Gritos, llantos, jadeos, nerviosismo. Frío, miedo, parálisis temporal, músculos inmóviles, gritos de nuevo, más fuertes…
Terror alojado en mitad del pecho: fuertes temblores, sacudidas, oscuridad, malos augurios.
Un gemido ahogado, débil, insignificante en comparación con los alaridos horrorizados que se habían oído hace apenas un par de instantes.
Golpe seco, duro. Peso muerto quebrando el suelo, cortando el aire como un cuchillo al caer. Sangre fresca, pura, nueva. Cubriendo cielo y tierra, mar y nubes. Salpicando las estrellas, la luna, para iluminar el mundo con aquel tono rojo oscuro.
Tétrico, fascinante, morboso, hipnotizante. El cuerpo inerte desplomado, sin vida o voluntad. Como un simple títere al que le han cortado los hilos.

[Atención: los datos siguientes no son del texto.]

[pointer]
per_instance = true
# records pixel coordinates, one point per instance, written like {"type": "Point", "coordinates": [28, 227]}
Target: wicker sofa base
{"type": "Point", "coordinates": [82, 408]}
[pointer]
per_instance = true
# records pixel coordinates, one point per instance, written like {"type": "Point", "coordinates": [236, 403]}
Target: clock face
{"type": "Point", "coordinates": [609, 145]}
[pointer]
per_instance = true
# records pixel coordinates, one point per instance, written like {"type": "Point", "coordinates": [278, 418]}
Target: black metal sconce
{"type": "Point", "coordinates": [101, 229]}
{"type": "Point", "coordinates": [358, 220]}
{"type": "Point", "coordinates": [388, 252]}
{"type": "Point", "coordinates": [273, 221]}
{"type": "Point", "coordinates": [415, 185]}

Pánico, horror en el aire, augurio de muerte una vez mas, ninguna escapatoria.
Pasos, paranoia, persecución, pasos más rápidos, trote, trote desesperado, trote escalofriante.
Segundos contados, existencia contada, persecución, el cazador gana, la presa se debilita.
Segundos contados. Dolor punzante en el cuello, caída al suelo, perdida de esperanza.
Segundos contados: Agonía, resignación, perdida de conciencia…
Segundos contados: Oscuridad, silencio, aunque el dolor aun no desaparece.
Ultimo segundo a contar: Penumbra, inconciencia, ceguera, sordera...
Inexistencia.

(Dedicado a mi hermana Castiel, la única persona que puede obligarte a encontrar inspiración en un salón de clases.)